Morever I found that I can create a debug build that honours the ALT_OUTPUTDIR
setting and leaves me with only one bogus "-fastdebug" directory as follows:
make SKIP_DEBUG_BUILD=false SKIP_FASTDEBUG_BUILD=true DEBUG_NAME=debug
This will create the following two directories in /build:
and put all the stuff into "my_debug_build" as desired. After the
build I can remove "my_debug_build-fastdebug" and be happy.
Any comments if this is the right way to do a debug build?

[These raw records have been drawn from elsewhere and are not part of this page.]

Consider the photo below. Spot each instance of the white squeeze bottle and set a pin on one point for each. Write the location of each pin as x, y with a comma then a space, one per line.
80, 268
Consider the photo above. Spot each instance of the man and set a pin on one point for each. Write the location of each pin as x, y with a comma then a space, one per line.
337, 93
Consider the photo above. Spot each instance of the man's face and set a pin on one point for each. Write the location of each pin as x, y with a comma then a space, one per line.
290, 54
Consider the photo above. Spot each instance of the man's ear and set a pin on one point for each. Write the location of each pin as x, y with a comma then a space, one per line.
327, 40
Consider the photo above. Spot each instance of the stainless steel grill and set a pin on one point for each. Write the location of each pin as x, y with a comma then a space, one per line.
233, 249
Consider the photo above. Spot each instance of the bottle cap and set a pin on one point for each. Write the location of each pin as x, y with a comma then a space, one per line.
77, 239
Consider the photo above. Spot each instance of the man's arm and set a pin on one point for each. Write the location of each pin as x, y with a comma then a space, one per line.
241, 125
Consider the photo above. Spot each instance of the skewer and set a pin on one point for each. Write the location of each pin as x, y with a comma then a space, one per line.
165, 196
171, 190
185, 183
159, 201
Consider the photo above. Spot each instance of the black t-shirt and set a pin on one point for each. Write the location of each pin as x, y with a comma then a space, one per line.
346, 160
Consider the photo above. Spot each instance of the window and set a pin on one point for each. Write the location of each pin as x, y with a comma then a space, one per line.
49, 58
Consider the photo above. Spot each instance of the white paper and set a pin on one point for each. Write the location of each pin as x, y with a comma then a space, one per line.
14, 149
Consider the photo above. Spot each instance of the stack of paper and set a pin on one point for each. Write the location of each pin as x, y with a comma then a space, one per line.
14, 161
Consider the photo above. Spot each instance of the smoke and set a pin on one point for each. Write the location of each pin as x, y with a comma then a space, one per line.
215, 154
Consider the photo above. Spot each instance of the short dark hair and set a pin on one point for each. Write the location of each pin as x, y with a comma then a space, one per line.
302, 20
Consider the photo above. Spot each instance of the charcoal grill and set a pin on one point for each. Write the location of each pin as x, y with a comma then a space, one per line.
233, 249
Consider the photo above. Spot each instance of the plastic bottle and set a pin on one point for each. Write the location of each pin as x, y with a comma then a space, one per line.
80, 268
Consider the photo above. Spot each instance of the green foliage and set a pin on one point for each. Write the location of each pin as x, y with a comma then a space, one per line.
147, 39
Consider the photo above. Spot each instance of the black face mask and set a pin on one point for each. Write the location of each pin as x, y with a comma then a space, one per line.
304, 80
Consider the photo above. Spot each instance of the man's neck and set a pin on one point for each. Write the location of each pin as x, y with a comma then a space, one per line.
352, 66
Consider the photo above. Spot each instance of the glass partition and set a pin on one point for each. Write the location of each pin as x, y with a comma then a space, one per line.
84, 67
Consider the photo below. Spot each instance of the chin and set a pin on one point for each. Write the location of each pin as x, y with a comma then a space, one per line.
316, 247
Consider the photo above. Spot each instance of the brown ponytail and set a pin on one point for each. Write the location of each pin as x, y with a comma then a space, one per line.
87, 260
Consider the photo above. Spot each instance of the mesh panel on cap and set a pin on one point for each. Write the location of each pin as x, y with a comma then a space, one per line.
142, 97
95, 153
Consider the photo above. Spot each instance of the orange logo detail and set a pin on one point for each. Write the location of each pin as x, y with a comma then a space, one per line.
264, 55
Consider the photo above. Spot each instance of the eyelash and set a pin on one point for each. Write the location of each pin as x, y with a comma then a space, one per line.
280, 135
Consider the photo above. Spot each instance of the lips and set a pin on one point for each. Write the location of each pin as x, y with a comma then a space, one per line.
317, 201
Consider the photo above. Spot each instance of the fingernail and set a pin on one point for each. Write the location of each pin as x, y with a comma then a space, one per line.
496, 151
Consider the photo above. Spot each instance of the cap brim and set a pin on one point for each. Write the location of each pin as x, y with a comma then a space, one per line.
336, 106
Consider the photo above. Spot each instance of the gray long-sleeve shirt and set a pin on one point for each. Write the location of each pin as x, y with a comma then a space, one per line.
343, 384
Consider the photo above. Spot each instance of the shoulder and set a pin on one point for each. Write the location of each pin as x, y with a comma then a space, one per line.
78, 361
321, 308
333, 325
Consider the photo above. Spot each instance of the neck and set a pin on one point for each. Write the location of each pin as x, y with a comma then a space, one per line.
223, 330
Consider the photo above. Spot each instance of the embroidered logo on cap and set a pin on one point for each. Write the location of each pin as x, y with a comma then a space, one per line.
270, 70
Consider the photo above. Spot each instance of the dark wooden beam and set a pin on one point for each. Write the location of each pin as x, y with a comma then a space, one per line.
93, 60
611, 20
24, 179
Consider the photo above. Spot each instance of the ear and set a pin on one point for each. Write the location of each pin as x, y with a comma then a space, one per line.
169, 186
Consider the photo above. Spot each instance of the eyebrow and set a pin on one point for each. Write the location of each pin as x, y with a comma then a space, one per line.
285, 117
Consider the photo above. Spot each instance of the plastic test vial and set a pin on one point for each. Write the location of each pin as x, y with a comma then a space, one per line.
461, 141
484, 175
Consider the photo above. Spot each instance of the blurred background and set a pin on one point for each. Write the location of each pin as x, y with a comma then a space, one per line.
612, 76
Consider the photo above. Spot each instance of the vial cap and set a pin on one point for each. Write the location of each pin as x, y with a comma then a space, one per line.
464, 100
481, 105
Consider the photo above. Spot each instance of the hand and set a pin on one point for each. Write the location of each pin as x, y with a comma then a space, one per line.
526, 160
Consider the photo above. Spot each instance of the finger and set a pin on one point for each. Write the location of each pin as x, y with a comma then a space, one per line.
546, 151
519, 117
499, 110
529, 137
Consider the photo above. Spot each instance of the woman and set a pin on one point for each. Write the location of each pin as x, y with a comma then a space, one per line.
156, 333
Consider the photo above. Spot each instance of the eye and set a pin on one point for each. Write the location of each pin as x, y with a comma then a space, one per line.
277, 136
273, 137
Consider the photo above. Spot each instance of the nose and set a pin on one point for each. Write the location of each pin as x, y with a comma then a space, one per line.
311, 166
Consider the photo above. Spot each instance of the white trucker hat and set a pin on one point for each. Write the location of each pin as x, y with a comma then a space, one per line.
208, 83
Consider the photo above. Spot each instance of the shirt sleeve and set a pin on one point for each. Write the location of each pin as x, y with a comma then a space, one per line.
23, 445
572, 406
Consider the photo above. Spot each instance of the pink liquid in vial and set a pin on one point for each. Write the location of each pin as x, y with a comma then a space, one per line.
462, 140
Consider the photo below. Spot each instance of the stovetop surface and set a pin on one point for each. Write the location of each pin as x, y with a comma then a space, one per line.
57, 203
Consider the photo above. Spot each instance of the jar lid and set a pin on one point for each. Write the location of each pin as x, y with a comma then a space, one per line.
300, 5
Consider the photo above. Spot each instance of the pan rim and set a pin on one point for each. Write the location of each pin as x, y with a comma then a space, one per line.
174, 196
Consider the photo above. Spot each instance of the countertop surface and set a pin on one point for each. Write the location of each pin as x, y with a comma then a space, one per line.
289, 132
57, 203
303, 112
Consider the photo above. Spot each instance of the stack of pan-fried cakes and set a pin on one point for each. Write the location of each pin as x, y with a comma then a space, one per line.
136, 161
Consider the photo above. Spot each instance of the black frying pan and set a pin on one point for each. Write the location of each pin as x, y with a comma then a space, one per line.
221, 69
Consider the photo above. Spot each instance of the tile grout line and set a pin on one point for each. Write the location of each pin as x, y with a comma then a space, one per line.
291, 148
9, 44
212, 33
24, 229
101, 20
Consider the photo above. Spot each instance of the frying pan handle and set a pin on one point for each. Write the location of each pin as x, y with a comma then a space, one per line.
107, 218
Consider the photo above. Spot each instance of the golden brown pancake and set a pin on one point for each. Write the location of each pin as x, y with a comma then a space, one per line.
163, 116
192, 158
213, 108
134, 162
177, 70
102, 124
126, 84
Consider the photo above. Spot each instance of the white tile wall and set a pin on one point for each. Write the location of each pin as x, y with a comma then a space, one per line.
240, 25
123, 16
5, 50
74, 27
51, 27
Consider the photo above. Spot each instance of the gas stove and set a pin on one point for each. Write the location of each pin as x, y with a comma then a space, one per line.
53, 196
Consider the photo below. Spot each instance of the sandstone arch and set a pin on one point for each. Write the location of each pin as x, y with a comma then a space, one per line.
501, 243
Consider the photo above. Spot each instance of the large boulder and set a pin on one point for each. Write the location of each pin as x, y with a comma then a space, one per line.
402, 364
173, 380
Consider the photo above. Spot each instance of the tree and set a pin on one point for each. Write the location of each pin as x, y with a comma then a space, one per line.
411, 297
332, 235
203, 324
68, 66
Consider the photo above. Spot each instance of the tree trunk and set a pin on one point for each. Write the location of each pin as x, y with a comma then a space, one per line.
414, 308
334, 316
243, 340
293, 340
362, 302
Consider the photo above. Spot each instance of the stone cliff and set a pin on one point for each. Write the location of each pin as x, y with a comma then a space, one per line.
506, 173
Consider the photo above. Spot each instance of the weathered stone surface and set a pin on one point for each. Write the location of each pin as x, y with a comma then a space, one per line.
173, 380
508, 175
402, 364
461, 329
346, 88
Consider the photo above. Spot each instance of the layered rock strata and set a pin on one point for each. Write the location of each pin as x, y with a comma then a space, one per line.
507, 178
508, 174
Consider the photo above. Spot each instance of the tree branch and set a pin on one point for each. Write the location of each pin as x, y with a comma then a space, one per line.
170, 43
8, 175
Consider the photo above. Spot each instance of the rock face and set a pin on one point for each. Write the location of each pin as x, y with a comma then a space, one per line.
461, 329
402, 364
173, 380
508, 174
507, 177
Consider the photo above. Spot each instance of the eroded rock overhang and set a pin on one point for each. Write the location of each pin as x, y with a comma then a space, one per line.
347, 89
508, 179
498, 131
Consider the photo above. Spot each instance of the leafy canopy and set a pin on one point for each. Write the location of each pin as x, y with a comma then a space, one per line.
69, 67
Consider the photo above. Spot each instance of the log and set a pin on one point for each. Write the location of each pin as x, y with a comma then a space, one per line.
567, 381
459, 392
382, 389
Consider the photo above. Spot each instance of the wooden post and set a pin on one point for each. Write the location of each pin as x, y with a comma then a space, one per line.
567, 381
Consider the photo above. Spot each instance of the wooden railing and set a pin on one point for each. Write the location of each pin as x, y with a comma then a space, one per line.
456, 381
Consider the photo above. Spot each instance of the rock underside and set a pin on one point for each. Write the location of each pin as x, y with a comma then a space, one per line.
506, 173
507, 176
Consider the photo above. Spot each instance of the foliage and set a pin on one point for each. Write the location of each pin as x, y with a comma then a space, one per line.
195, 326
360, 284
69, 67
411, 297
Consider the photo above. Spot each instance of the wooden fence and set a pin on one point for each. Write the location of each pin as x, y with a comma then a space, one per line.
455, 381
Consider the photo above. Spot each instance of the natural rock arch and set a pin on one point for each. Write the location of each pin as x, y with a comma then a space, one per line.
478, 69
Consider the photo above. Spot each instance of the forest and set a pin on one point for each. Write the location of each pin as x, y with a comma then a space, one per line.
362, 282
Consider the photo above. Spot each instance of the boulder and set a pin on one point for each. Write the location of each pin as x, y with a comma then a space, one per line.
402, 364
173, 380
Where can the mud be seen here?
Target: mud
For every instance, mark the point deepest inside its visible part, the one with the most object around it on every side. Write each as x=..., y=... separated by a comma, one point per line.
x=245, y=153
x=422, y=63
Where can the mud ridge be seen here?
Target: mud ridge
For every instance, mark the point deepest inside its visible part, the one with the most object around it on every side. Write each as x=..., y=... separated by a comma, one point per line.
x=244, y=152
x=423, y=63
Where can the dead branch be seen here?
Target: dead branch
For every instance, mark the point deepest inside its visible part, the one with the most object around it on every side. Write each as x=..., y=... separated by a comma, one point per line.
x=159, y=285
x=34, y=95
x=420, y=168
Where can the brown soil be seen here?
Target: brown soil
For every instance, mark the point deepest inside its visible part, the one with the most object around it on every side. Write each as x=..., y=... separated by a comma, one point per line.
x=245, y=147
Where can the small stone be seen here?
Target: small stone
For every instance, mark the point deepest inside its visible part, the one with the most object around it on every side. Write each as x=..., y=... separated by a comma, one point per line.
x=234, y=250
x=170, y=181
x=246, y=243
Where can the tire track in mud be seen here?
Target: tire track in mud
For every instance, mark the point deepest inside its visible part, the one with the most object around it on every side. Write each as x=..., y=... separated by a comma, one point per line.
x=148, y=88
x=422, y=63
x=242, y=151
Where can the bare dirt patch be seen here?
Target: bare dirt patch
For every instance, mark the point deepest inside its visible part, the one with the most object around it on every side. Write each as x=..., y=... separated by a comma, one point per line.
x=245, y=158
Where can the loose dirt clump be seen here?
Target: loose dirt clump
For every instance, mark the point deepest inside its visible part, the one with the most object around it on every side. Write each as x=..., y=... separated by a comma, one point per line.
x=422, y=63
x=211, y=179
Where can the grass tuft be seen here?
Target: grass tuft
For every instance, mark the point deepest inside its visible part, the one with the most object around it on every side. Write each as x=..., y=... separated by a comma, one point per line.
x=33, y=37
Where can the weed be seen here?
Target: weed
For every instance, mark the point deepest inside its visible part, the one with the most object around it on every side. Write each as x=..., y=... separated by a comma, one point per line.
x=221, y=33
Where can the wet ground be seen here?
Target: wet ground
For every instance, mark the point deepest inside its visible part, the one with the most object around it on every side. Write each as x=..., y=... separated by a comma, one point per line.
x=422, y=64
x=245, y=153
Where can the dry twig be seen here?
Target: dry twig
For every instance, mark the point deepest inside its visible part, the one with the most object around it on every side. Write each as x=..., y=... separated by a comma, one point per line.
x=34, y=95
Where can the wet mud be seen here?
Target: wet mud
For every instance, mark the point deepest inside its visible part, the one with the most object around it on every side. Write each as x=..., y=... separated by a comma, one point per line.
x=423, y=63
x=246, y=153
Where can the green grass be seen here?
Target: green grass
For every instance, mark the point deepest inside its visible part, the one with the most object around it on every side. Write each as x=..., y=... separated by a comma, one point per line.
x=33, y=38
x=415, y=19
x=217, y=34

On 1/10/08, Volker Simonis <volker.simonis at gmail.com> wrote:
> there seems to be a problem with the handling of ALT_OUTPUTDIR for debug and
> fastdebug builds. The top-level makefile contains the following definitions:
> include $(JDK_MAKE_SHARED_DIR)/Defs-control.gmk
> COMMON_DEBUG_FLAGS= \
> DEBUG_NAME=$(DEBUG_NAME) \
> ALT_OUTPUTDIR=$(_OUTPUTDIR)-$(DEBUG_NAME) \
> @$(ECHO) $@ build started: `$(DATE) '+%y-%m-%d %H:%M'`
> $(MAKE) $(COMMON_DEBUG_FLAGS) setup build
> @$(ECHO) $@ build finished: `$(DATE) '+%y-%m-%d %H:%M'`
> As you can see, it always sets the value of ALT_OUTPUTDIR to
> "$(_OUTPUTDIR)-$(DEBUG_NAME)" where _OUTPUTDIR is the default value of the
> output directory which is defined in "jdk/make/common/shared/Defs-control.gmk"
> as follows (i.e. "linux-i586" on x86/Linux):
> # Default output directory
> Shouldn't COMMON_DEBUG_FLAGS use $(OUTPUTDIR) instead of $(_OUTPUTDIR) or
> am I missing something.
> It is also quite confusing that the build always creates
> $(OUTPUTDIR)-fastdebug subdirectories, no matter if we do a fastdebug build or
> not. I think that only the directories should be created which are used later
> on for the build. If I do for example "make debug_build" without specifying
> "ALT_OUTPUT_DIR", make will create four output directories as follows:
> in the build directory, while the output only goes to "linux-i586-debug".
> What are the "-fastdebug"-directories (especially
> "linux-i586-debug-fastdebug") good for?
> If I do "make debug_build ALT_OUTPUTDIR=/build/xxx" the build creates:
> but the output goes to "linux-i586-debug" as in the previous case.
> If we fix the top-level Makefile as suggested above, we'll get:
> with all the output going to "xxx-debug". That seems much better, but
> still we have three unused directories!
> In my eyes, the cleanest solution would be if ALT_OUTPUTDIR would be honoured
> "as is", as the output directory for everything we built, without anything
> appended to it. So the developer should be free to choose whatever he wants as
> the output directory. And there should be no additional directories created.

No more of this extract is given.